Machine vision has also been transformed and its ramifications are visible in the improvements we see in self driving technology, and also in better understanding of the contents of the media we capture with our phones. I think in the 10 years, we will see the impact of these methods in the changed way we deal with machines. Every time I find that my phone has learned a new trick, or a new interactive behavior, I’m really excited to see where we will be in 10 years.
AIM: What would your advice be to aspirants who want to get into ML jobs?
Navdeep: ML is a field that requires both mathematical thinking and an attitude of tinkering at the same time. For people wanting to pursue data science and ML roles, I recommend getting your hands on data and trying out things and developing an intuition for data. Amazingly, data seems to show similar patterns from one domain to another, and turning the knobs in one domain helps turning the knobs in another domain. Because of this almost vocational aspect to this field, my office mate and I often described ourselves as Neural Network technicians, and not Neural Network scientists. At the same time, understanding the underpinnings of why things work requires developing an understanding of the parallels between Machine Learning and model fitting, and of the role of optimisation algorithms in this. So I would also encourage people to spend time reading about the range of machine learning methods and models (I’m quite partial to Chris Bishop’s Pattern Recognition and Machine Learning as a starting book) and optimisation algorithms (e.g. Numerical Optimisation by Jorge Nocedal).

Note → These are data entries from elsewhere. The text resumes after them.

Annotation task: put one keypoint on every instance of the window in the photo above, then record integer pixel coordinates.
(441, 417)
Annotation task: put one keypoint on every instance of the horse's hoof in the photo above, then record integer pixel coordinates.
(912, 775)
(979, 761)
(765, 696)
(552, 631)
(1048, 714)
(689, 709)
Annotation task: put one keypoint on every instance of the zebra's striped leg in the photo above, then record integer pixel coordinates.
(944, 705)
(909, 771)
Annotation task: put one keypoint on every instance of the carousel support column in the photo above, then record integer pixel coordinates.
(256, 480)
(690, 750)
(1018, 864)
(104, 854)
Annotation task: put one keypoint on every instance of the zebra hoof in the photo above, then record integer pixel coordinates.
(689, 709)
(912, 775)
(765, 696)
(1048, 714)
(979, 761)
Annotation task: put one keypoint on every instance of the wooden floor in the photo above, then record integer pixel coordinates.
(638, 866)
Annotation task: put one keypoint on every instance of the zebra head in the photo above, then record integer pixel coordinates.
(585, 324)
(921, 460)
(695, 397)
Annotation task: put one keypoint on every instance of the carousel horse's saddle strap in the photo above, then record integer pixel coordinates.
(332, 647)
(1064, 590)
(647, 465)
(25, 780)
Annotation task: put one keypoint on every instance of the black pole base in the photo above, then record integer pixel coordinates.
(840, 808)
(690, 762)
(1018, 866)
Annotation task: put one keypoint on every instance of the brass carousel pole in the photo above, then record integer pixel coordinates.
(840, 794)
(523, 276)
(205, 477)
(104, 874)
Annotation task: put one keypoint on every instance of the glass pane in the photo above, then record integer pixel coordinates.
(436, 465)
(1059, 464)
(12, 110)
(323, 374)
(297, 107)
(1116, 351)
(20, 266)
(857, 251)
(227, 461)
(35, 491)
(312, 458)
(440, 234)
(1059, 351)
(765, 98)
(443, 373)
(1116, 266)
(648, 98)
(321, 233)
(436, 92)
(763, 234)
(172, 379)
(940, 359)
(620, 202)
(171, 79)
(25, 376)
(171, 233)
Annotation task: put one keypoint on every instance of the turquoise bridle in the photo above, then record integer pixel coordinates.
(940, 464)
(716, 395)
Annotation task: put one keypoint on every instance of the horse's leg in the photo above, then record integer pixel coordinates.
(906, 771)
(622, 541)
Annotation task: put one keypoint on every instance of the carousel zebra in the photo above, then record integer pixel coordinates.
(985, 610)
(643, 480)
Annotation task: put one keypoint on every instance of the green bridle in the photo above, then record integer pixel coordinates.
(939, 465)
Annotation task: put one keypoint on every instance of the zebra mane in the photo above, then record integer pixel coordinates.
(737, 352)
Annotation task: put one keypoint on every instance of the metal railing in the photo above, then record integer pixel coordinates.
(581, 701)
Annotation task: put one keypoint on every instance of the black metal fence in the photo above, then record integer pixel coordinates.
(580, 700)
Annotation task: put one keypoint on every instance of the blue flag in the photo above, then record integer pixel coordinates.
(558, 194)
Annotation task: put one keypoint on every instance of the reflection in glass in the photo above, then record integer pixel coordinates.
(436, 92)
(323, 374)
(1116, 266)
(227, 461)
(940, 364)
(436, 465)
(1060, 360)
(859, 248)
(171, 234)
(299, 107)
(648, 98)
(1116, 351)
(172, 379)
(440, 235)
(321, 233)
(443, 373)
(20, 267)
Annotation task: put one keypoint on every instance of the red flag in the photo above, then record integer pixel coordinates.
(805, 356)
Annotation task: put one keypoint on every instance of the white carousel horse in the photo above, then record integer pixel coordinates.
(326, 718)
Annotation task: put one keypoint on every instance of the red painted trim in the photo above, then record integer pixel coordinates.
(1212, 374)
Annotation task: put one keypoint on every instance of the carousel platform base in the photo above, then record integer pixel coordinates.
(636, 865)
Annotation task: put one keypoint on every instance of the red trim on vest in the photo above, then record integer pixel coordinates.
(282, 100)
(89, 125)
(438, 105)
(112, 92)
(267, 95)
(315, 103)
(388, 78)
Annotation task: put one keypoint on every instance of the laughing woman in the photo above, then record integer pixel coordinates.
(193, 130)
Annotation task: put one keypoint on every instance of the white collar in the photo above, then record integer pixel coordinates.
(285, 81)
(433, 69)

AIM: What books and other resources have you used in your journey?
Navdeep: To be honest, books aren’t often the best way to understand this field — most of the cutting edge stuff is in the papers and the field is constantly moving. Nevertheless, the following books gave me real mileage in understanding the underlying concepts of Machine Learning:
- Chris Bishop — Pattern Recognition and Machine Learning
- Robert Tibshirani — The Elements of Statistical Learning
- Trevor Hastie— An Introduction to Statistical Learning
- David MacKay – Information Theory, Inference and Learning Algorithms
- Pattern Classification by David G. Stork, Peter E. Hart, and Richard O. Duda
A lot of people also find Deep Learning by Ian Goodfellow, Yoshua Bengio and Aaron Courville quite useful, but I haven’t read it myself, since I was mostly only reading papers by the time Ian and co-authors released the book.